0.0.2 • Published 7 years ago

layerdrive v0.0.2

Weekly downloads
1
License
MIT
Repository
github
Last release
7 years ago

layerdrive

Layerdrive is a union filesystem where each layer can be independently distributed as a Hyperdrive.

This project is intended primarily as a format for peer-to-peer distributable container images. It's designed with the following properties in mind: 1. Each layer of an image can be hosted independently by different peers. 2. Images that are composed of small additions on top of popular base images can be created/synced quickly, without copying unnecessary layers. 3. Resolving image metadata only requires syncing a single, small archive -- this enables fast container booting. 4. Cross-image deduplication works by default: different images with the same base layers will not need to re-sync those layers.

Install

(WIP: this isn't live yet)

npm i layerdrive

Usage

The Layerdrive API is, like Hyperdrive, designed to be consistent with Node FS.

TODO: this should be an example.

Internals

A layerdrive consists of three components: 1. A single metadata hyperdrive. 2. N layer hyperdrives. 3. A single copy-on-write layer, which is currently a temporary directory.

The metadata drive stores a filesystem index that enables fast lookup of file modifications, to determine which layer to read from for a given file. All writes are buffered in a copy-on-write layer, which is reified into an additional layer hyperdrive when the layerdrive is committed.

By default, all layer archives are synced in sparse mode.

Copy-on-Write Layer

Before a layerdrive is committed, all pending changes are written to a temporary directory. Any files already in the layerdrive (having been modified in one of the layer archives) will be copied to the temporary directory whenever they're first modified.

On commit, a new layer archive is created out of the temporary directory, and a metadata archive that references this new layer is created. Currently this is a finalizing operation -- no additional operations can be performed on the layerdrive after the commit.

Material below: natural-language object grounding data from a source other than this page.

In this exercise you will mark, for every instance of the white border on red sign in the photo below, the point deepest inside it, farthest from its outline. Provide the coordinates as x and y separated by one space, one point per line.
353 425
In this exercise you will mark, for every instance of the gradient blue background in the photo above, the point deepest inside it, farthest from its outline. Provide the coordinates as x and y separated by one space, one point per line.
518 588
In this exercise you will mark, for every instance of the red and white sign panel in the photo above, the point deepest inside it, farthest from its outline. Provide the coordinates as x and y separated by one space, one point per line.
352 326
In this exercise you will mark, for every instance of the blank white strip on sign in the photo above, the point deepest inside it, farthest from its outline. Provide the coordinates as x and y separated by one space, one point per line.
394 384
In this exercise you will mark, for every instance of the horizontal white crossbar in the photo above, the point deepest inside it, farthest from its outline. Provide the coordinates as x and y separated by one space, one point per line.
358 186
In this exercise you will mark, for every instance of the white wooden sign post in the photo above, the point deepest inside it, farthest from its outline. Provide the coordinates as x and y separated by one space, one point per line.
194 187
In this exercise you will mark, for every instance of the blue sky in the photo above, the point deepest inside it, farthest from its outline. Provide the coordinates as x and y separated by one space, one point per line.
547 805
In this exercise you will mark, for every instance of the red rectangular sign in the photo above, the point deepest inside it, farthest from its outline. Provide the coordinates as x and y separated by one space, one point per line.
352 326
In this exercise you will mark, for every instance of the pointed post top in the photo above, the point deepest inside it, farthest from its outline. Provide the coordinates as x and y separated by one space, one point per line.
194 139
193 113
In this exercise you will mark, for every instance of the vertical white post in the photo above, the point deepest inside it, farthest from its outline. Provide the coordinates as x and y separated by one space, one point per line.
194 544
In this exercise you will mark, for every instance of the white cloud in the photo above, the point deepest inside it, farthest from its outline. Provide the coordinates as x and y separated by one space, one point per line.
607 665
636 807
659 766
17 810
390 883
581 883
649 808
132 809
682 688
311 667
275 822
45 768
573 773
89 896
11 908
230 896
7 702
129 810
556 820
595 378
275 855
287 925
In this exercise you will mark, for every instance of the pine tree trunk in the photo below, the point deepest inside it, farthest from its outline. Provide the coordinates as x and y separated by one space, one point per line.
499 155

Once committed, the layerdrive's key is set to the new metadata archive's key.

Metadata Archive

The metadata archive is lightweight -- it contains two files of interest: 1. layerdrive.json: A JSON file of metadata, with the most important record being the ordered list of N layer hyperdrive keys. By referencing each layer by its list index, the filesystem index can be kept small. 2. layerdrive.db.tar: A tarball'd LevelDB database containing a filesystem index. Each KV-pair is a mapping from filename to the last layer that modified it.

Before any operations are performed on a layerdrive, the entire metadata archive must be synced (but none of the layer archives need to be synced!), and the filesystem index must be untar'd.

Layer Archives

Each layer archive is...well...just the hyperdrive of that copy-on-write layer's changes. It's only useful when referenced by a metadata archive. Importantly, if a layer only modifies a few files, then the resulting layer archive will be very small. Not much more to this component.

Reads

A read operation consults the filesystem index for the appropriate layer to read from, then reads from it. Only that layer needs to be synced for the read operation to complete.

Writes

Writes are slightly trickier: If a file exists in one of the read layers, it must first be copied to the writable layer (the temporary directory) in its entirety.

Note: The writable layer is currently a temporary directory in order to support random-access writes.

Deletions are straightforward: The filesystem index is updated to set the last-modifier of the deleted file to the latest layer, and that file is unlinked.

Stat Updates (symlinking, chmod, chown...)

As of now, these operations performed directly on cached stat objects, and are written to the most recent layer archive's append-tree on commit. Ultimately, these changes might be merged into Hyperdrive upstream.

Creating Hyperdrives

Since a layerdrive needs to create a hyperdrive for each of its layers, it must be provided with a driveFactory function that will instantiate the drive with suitable storage, and handle replication.

Note: These two features (storage and replication) are not handled directly by layerdrive.

API

TODO: API description

License

MIT